Home Inspector or similar?

How do you become a home inspector or do work similar to this? My boyfriend has been working in construction for a while and he would like to find out how to switch from the manual labour side of the industry to the office side, issuing permits and inspecting home or the like.

https://revision3.com/hak5/revolv-smart-home-automation-solution

For information about becoming a home inspector, contact any of the following organizations:

American Society of Home Inspectors,

932 Lee St., Suite 101, Des Plaines, IL 60016. http://www.ashi.org

Housing Inspection Foundation,

1224 North Nokomis N.E., Alexandria, MN 56308.

http://www.iami.org/hif.cfm

National Association of Home Inspectors, 4248 Park Glen Rd., Minneapolis, MN 55416.

http://www.nahi.org

From the BLS webpage (see source):

Because inspectors must possess the right mix of technical knowledge, experience, and education, employers prefer applicants who have both formal training and experience. Most employers require at least a high school diploma or the equivalent, even for workers with considerable experience. More often, employers look for persons who have studied engineering or architecture or who have a degree from a community or junior college with courses in building inspection, home inspection, construction technology, drafting, and mathematics. Many community colleges offer certificate or associate’s degree programs in building inspection technology. Courses in blueprint reading, algebra, geometry, and English also are useful. A growing number of construction and building inspectors are entering the occupation with a college degree, which often can substitute for previous experience.

The level of training requirements varies by type of inspector and State. In general, construction and building inspectors receive much of their training on the job, although they must learn building codes and standards on their own. Working with an experienced inspector, they learn about inspection techniques; codes, ordinances, and regulations; contract specifications; and recordkeeping and reporting duties. Supervised onsite inspections also may be a part of the training. Other requirements can include various courses and assigned reading. Some courses and instructional material are available online as well as through formal venues. An engineering or architectural degree often is required for advancement to supervisory positions.

Most States and local jurisdictions require some type of certification for employment. Even if not required, certification can enhance an inspector’s opportunities for employment and advancement to more responsible positions. To become certified, inspectors with substantial experience and education must pass examinations on code requirements, construction techniques and materials, standards of practice, and codes of ethics.
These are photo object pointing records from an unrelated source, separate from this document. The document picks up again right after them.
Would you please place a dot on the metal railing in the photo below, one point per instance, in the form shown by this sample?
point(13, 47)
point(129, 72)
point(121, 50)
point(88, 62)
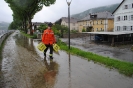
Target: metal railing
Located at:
point(4, 34)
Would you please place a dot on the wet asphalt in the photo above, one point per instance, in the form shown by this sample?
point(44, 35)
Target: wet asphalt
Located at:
point(24, 66)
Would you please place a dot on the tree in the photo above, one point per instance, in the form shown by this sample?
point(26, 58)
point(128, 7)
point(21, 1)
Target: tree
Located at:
point(24, 10)
point(42, 27)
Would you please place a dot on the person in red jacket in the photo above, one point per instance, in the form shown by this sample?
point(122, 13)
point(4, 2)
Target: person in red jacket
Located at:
point(48, 39)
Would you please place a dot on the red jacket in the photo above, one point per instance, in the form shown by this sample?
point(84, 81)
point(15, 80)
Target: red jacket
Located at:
point(48, 37)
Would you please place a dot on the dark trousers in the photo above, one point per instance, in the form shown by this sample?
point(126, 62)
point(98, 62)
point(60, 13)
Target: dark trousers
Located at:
point(51, 49)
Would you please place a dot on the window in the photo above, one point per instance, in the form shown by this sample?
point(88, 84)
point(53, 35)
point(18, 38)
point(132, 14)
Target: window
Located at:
point(125, 17)
point(118, 28)
point(73, 24)
point(101, 22)
point(124, 28)
point(118, 18)
point(131, 17)
point(126, 7)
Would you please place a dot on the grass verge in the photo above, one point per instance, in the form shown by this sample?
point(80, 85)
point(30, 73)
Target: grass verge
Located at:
point(28, 35)
point(123, 67)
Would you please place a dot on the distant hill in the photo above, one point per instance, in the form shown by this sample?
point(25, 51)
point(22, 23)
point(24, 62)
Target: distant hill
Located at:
point(4, 25)
point(109, 8)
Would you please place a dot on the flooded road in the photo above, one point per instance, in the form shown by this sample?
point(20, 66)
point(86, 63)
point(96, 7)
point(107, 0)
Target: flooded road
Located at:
point(24, 66)
point(123, 52)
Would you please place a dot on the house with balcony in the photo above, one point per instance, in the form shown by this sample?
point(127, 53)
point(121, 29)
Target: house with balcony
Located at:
point(97, 22)
point(123, 17)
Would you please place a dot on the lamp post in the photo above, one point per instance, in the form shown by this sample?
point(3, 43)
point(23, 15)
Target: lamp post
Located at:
point(68, 3)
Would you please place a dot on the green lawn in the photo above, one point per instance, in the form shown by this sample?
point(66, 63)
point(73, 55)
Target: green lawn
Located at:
point(123, 67)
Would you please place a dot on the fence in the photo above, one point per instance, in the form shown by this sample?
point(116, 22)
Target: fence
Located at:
point(4, 34)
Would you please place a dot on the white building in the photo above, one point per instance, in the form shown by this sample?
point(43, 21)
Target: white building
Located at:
point(123, 16)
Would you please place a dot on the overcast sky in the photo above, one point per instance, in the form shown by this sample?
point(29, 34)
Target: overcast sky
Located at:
point(56, 11)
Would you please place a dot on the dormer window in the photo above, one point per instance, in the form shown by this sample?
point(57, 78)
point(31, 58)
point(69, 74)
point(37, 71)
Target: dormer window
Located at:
point(126, 7)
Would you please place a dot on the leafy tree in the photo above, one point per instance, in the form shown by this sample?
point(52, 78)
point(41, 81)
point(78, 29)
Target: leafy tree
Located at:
point(24, 10)
point(42, 27)
point(83, 30)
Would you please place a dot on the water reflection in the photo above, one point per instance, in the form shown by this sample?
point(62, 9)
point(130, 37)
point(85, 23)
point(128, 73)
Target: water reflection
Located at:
point(69, 61)
point(51, 72)
point(24, 42)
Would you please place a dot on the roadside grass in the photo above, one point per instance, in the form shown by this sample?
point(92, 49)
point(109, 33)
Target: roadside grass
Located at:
point(123, 67)
point(28, 35)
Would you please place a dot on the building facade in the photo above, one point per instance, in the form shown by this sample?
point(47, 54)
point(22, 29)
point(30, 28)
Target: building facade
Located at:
point(64, 21)
point(123, 16)
point(96, 22)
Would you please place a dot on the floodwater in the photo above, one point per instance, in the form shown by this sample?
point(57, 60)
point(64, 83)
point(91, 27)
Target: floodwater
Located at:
point(121, 52)
point(23, 66)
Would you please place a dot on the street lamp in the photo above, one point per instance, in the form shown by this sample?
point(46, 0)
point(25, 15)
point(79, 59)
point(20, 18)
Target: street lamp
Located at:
point(68, 3)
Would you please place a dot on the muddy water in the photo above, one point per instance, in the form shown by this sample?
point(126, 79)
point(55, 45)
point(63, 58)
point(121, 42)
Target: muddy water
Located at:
point(24, 66)
point(123, 52)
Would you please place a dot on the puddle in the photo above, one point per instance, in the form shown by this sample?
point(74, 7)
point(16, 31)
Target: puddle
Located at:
point(24, 66)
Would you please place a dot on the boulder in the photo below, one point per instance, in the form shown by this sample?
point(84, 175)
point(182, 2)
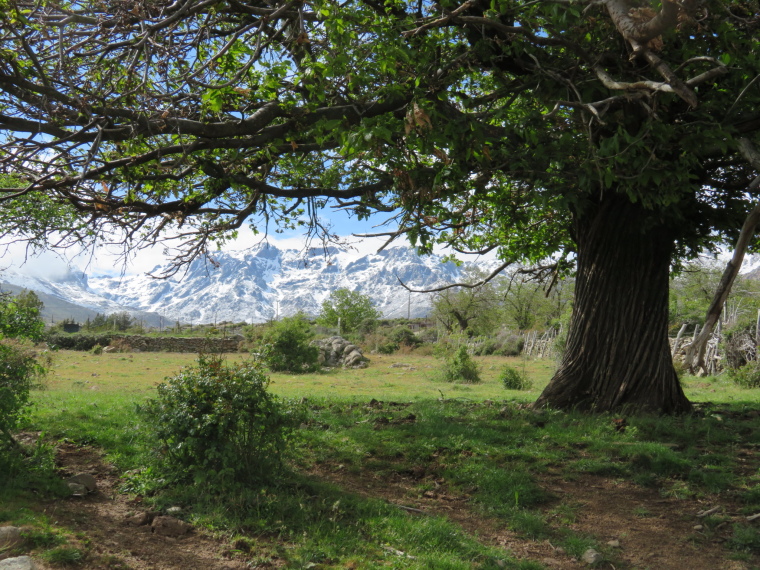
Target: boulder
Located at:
point(337, 351)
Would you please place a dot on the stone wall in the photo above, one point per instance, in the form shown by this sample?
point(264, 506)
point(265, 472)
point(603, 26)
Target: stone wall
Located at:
point(134, 343)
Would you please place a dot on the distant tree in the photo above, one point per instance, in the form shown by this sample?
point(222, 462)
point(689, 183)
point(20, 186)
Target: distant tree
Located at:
point(351, 310)
point(20, 316)
point(286, 345)
point(121, 321)
point(471, 310)
point(529, 302)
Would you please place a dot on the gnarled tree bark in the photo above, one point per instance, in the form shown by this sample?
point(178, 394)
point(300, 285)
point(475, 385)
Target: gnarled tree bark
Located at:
point(618, 355)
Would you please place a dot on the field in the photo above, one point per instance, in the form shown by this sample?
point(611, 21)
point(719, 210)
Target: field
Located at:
point(393, 469)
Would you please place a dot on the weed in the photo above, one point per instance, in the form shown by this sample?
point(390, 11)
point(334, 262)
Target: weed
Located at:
point(513, 379)
point(748, 376)
point(64, 556)
point(218, 423)
point(745, 538)
point(35, 538)
point(459, 367)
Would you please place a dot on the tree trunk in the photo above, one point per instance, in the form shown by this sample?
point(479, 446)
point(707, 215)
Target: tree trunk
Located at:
point(618, 355)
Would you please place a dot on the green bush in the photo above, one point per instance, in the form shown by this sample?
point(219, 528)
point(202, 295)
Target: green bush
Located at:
point(286, 346)
point(748, 376)
point(513, 379)
point(19, 372)
point(459, 367)
point(217, 423)
point(404, 336)
point(20, 316)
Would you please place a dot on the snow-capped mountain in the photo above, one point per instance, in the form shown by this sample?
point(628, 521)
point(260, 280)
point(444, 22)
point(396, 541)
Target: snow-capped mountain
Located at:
point(256, 285)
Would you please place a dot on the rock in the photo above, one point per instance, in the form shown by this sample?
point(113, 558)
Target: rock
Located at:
point(140, 519)
point(85, 479)
point(337, 351)
point(169, 526)
point(10, 536)
point(18, 563)
point(591, 556)
point(77, 489)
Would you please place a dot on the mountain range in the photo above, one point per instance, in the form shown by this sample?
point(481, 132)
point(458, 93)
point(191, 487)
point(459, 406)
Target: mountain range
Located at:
point(256, 285)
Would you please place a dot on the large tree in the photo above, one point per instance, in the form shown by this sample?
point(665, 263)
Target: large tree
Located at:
point(607, 133)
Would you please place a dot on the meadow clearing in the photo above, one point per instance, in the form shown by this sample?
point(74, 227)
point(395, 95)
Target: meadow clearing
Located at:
point(391, 468)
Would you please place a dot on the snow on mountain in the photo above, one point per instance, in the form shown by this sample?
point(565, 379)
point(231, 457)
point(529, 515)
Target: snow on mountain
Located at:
point(265, 282)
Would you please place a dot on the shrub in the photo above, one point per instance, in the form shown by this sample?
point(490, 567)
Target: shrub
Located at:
point(19, 372)
point(459, 367)
point(748, 376)
point(513, 379)
point(218, 423)
point(404, 336)
point(286, 346)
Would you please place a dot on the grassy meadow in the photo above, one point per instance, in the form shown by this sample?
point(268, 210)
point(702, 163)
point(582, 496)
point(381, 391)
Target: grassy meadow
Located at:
point(335, 507)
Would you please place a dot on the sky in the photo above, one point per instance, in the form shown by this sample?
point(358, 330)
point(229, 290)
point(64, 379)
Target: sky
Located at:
point(105, 260)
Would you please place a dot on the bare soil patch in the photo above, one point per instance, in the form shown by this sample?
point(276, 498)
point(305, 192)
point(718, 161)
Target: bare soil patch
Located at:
point(653, 531)
point(101, 518)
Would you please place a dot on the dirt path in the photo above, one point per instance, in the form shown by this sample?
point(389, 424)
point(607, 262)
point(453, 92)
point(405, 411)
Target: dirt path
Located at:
point(113, 542)
point(653, 532)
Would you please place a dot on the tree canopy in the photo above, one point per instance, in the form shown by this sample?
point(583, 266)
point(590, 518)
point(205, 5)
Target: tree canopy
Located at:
point(601, 132)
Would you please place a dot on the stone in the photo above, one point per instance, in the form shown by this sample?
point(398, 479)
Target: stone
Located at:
point(337, 351)
point(591, 556)
point(169, 526)
point(77, 489)
point(140, 519)
point(10, 536)
point(84, 479)
point(18, 563)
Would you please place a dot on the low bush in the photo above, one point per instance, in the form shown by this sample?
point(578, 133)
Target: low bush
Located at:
point(286, 348)
point(20, 371)
point(513, 379)
point(218, 423)
point(458, 366)
point(748, 376)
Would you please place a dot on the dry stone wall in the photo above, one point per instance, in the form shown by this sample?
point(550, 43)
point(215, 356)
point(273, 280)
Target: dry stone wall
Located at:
point(133, 343)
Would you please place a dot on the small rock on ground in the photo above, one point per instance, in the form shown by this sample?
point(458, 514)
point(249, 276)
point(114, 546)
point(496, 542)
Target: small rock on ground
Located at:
point(18, 563)
point(591, 556)
point(169, 526)
point(10, 536)
point(85, 479)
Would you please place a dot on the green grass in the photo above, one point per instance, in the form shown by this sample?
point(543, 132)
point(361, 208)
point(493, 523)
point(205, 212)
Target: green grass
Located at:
point(475, 440)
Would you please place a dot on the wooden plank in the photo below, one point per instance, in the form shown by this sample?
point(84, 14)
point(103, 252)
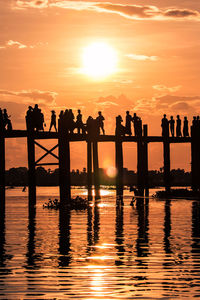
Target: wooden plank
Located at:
point(2, 170)
point(64, 170)
point(89, 166)
point(166, 156)
point(96, 168)
point(47, 152)
point(119, 167)
point(31, 169)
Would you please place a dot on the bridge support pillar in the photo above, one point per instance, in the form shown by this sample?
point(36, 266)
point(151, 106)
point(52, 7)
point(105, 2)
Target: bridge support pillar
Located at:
point(119, 167)
point(142, 163)
point(96, 168)
point(64, 168)
point(166, 151)
point(145, 162)
point(31, 169)
point(2, 169)
point(195, 159)
point(89, 167)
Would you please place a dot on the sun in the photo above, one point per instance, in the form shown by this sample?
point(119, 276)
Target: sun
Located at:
point(99, 60)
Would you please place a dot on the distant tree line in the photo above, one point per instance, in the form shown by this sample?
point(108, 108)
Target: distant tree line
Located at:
point(19, 177)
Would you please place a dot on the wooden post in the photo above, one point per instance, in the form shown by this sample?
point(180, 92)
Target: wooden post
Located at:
point(145, 162)
point(140, 166)
point(119, 166)
point(96, 167)
point(2, 169)
point(64, 167)
point(166, 148)
point(89, 167)
point(194, 159)
point(31, 168)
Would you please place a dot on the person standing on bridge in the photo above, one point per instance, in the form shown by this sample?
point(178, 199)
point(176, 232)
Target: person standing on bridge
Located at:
point(165, 126)
point(128, 123)
point(137, 124)
point(53, 121)
point(79, 123)
point(178, 126)
point(6, 120)
point(185, 127)
point(120, 129)
point(171, 125)
point(100, 120)
point(71, 121)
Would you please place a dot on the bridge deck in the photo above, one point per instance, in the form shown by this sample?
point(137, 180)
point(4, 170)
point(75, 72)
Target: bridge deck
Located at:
point(101, 138)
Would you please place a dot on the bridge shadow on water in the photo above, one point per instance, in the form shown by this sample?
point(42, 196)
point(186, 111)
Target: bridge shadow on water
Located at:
point(131, 248)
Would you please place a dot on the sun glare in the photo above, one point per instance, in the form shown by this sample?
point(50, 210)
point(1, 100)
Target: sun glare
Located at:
point(99, 60)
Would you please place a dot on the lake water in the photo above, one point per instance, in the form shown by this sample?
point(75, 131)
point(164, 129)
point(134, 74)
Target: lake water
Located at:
point(147, 252)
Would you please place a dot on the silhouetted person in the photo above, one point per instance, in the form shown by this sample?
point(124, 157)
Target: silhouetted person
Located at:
point(139, 126)
point(185, 127)
point(120, 129)
point(198, 124)
point(53, 120)
point(1, 119)
point(165, 126)
point(194, 121)
point(36, 117)
point(79, 123)
point(66, 119)
point(6, 120)
point(100, 120)
point(135, 120)
point(171, 125)
point(128, 123)
point(178, 126)
point(40, 120)
point(71, 121)
point(89, 125)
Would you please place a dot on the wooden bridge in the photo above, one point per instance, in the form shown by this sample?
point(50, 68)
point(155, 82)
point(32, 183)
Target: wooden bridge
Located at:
point(62, 142)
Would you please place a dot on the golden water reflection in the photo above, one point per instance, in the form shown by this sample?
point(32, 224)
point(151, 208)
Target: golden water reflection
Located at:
point(151, 250)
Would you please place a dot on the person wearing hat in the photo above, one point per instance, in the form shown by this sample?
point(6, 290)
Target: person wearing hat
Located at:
point(128, 123)
point(178, 126)
point(100, 121)
point(53, 120)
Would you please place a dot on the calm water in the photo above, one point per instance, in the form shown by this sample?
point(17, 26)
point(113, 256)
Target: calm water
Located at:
point(150, 252)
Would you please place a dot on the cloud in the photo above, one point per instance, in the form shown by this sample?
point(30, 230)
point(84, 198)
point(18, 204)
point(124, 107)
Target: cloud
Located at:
point(18, 45)
point(163, 88)
point(169, 99)
point(181, 107)
point(141, 57)
point(130, 11)
point(47, 97)
point(15, 44)
point(31, 4)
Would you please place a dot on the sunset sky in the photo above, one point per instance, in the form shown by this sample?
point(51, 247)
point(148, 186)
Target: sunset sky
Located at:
point(155, 46)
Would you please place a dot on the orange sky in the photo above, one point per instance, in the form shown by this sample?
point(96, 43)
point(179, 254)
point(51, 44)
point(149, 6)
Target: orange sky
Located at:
point(157, 45)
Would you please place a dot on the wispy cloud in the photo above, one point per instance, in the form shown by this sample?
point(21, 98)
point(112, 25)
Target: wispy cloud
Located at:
point(47, 97)
point(133, 11)
point(16, 44)
point(163, 88)
point(141, 57)
point(19, 45)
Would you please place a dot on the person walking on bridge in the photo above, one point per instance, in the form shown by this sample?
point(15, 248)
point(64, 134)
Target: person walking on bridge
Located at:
point(171, 125)
point(178, 126)
point(185, 127)
point(100, 120)
point(53, 121)
point(128, 123)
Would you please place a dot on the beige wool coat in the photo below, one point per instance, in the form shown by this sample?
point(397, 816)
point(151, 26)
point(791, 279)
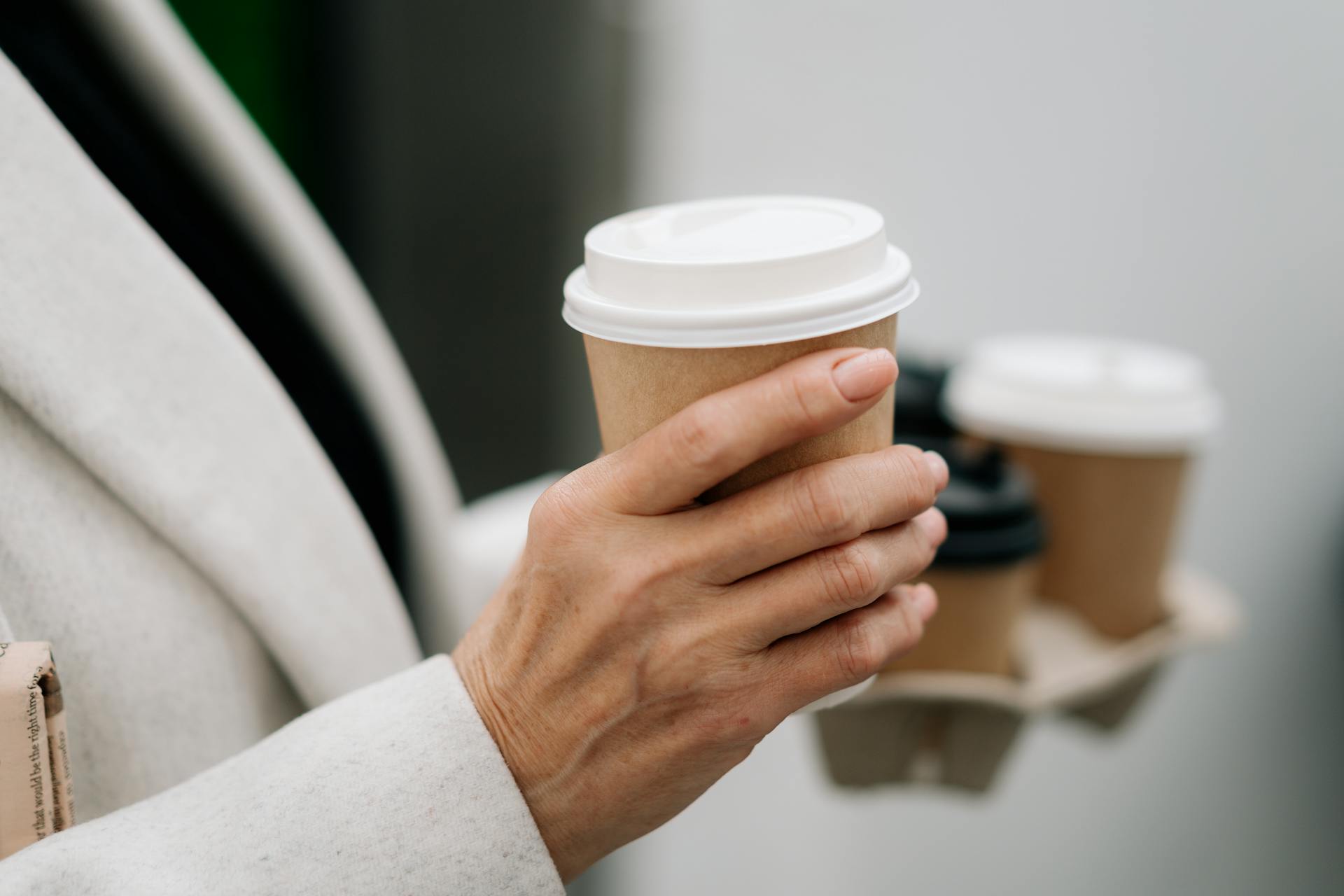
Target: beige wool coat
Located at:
point(251, 710)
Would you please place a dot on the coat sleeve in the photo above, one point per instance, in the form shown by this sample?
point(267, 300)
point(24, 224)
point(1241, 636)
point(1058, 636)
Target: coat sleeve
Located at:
point(393, 789)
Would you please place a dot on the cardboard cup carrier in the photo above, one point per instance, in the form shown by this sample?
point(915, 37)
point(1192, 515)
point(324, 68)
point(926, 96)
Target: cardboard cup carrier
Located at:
point(1107, 430)
point(680, 301)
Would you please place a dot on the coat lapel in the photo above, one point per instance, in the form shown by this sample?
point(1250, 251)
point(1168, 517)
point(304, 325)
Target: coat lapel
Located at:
point(109, 344)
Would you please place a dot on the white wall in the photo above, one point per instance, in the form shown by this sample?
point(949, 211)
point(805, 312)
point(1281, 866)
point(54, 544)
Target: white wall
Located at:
point(1171, 171)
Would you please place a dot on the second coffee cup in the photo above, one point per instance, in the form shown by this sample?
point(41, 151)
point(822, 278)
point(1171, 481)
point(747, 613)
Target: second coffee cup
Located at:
point(1107, 430)
point(680, 301)
point(986, 571)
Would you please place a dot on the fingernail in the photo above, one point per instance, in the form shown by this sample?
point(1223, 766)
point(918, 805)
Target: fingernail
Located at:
point(939, 468)
point(864, 375)
point(925, 599)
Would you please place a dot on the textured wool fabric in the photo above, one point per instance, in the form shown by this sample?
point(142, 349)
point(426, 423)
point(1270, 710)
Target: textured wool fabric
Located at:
point(387, 790)
point(218, 136)
point(171, 526)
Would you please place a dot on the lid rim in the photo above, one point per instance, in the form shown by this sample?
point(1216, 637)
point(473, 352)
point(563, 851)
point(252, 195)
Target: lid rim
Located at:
point(741, 333)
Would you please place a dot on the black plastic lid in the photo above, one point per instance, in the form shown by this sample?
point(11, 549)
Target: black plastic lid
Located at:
point(920, 398)
point(991, 510)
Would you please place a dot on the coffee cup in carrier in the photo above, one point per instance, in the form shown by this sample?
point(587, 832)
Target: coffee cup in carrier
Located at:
point(986, 571)
point(1107, 429)
point(679, 301)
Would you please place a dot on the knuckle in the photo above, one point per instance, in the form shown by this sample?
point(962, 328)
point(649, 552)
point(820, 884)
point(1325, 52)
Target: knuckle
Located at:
point(847, 573)
point(556, 507)
point(862, 650)
point(913, 473)
point(695, 437)
point(822, 507)
point(808, 394)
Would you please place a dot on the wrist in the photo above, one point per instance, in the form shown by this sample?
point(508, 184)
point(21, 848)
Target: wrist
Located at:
point(514, 741)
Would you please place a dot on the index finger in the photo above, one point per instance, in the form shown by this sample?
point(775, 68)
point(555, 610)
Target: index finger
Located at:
point(710, 440)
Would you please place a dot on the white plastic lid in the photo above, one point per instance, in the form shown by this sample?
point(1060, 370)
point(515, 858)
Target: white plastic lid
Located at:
point(748, 270)
point(1084, 394)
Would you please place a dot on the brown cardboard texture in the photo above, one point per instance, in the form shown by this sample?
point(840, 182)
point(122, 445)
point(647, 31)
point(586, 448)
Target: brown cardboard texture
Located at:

The International Code Council (ICC) offers multiple voluntary certifications, as do other professional associations. Many categories of certification are awarded for inspectors and plan examiners in a variety of specialties, including the Certified Building Official (CBO) certification, for code compliance, and the Residential Building Inspector (RBI) certification, for home inspectors. In a few cases, there are no education or experience prerequisites, and certification consists of passing an examination in a designated field either at a regional location or online. In addition, Federal, State, and many local governments may require inspectors to pass a civil service exam. Being a member of a nationally recognized inspection association enhances employment opportunities and may be required by some employers.

Because they advise builders and the general public on building codes, construction practices, and technical developments, construction and building inspectors must keep abreast of changes in these areas. Continuing education is imperative and is required by many States and certifying organizations. Numerous employers provide formal training to broaden inspectors’ knowledge of construction materials, practices, and techniques. Inspectors who work for small agencies or firms that do not conduct their own training programs can expand their knowledge and upgrade their skills by attending State-sponsored training programs, by taking college or correspondence courses, or by attending seminars and conferences sponsored by various related organizations, such as the ICC.